I suppose I am like most students then, because that is exactly what I do!  I just ramble on for a couple pages till I hit on something, go “aha!”, and then write about that for the rest of my paper.  I usually don’t go back through and eliminate the fluff, so that I can focus more on the “fairly good idea”.  Partially I don’t do so because I get lazy and have little time, and partially because once the fluff is written, I usually take a liking to it and don’t want to get rid of it because I think it has its own merit.  The problem is, whether it is good writing or not, it no longer pertains to my paper.  However, if nothing else, this reading has made it clear to me that any corners I cut in writing my papers are obvious to my professors.  They know what students do and are thinking when the write, and will be able to tell how much effort was put into a paper.  So if for no other reason than to get an A, it is very important to go back through and cut out all that fluff (*sniff sniff* goodbye my friend), and from there focus on the good idea that you came up with.    

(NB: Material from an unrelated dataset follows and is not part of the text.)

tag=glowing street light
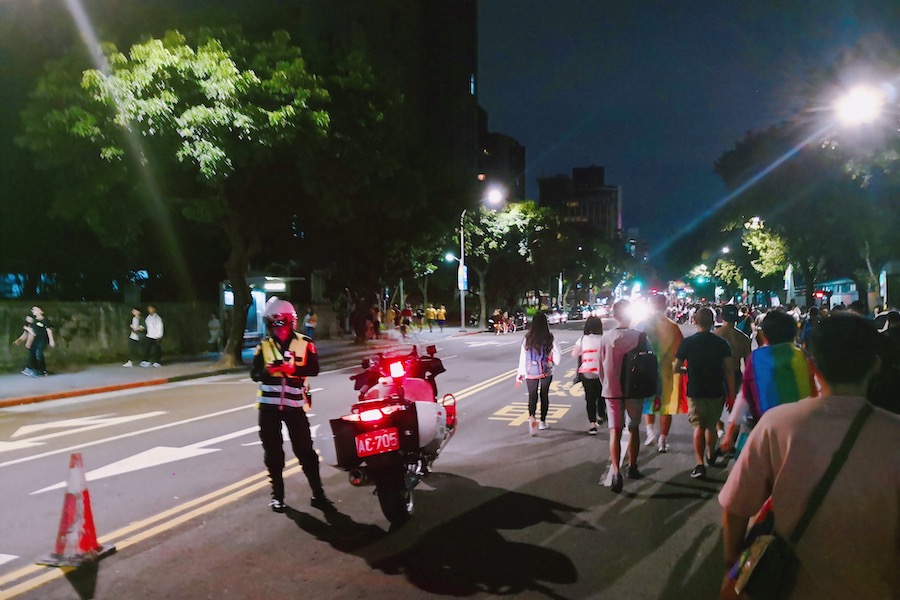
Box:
[834,85,885,125]
[444,186,506,331]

Speaking of good ideas...check out these!


Greta, another option is to get away from crafting perfect paragraphs during your topic-exploration process, and instead work with bulleted lists, or outlines, or bubble diagrams, or blog entries, or some other informal style of writing that emphasizes exploring and expressing ideas rather than accuracy and polish. Save the wordsmithing until you've actually produced enough good pages that really do pertain to the subject that prompted your "aha" moment.

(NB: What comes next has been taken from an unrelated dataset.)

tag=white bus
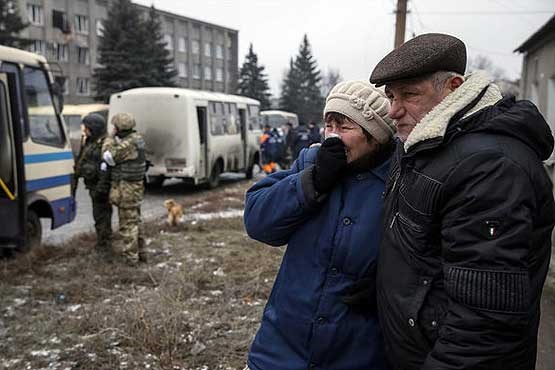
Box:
[109,87,262,188]
[0,46,75,250]
[260,110,299,129]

I should also point out that instead of deleting that fluff and throwing it away forever, you could turn it into a blog entry, or just file it in an idea folder that you can turn to the next time you need to write a paper.

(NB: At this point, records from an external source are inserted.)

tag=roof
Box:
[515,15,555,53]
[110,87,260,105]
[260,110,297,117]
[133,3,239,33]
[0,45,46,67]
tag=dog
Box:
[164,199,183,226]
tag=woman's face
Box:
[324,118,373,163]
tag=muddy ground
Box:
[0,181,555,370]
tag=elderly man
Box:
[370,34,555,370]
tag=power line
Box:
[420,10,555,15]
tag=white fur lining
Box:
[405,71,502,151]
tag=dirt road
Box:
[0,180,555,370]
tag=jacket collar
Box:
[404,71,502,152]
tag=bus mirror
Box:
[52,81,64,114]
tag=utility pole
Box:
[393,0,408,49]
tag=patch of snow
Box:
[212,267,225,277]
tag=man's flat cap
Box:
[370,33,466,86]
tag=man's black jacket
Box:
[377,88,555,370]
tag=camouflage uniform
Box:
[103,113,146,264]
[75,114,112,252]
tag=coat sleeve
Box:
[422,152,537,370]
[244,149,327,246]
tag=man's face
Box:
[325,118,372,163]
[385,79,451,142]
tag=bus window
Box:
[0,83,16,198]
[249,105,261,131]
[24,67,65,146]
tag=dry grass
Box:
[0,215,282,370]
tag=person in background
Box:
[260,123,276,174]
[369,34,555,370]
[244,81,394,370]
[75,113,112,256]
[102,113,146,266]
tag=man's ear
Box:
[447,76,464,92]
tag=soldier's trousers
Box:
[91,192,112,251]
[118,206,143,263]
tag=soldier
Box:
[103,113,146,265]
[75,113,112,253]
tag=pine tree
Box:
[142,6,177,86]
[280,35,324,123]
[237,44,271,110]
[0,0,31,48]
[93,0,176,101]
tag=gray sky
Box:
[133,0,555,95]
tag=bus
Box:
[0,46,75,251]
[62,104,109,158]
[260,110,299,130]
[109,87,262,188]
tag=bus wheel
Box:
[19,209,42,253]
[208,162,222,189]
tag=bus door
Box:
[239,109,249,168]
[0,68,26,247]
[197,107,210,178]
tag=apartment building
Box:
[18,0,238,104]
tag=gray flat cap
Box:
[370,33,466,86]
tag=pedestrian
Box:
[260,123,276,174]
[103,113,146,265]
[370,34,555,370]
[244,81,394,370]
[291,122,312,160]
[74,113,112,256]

I generally do all my discovery drafting in one file, and then when I hit my good idea, I create a new file and bring over only the paragraphs and sentences that pertain to the new idea. That way I have to consciously choose to bring over only the best ideas.

As you take higher-level English classes, you'll see that the instructors spend less and less time on letting you revise, so learning good composition strategies now will help in the long run.

Keep up the good attitude, and you'll continue to see evidence of progress.

Katie Vann said:

Gretta, I know how you feel. On my blog, I talked about a teacher who required to have "fluff" so he could just skip over long block quotes and grade us accoring to page length and the little writing we included. Although I know having all the fluff in a research paper is incorrect, I probably still have really bad habits in doing so because I'm used to having to include it.

Greta Carroll said:

Thanks for the ideas Dr. Jerz, the one about switching to a new file once I have my idea is probably wise. And I think a lot of people’s problem of writing fluff is caused by lack of planning. I think if a writer has a clear idea of what they are going to write about in the first place, and has done enough pre-writing, the fluff will already be cut down a lot. I guess, in a way, this is another lesson to me on the importance of planning before you write.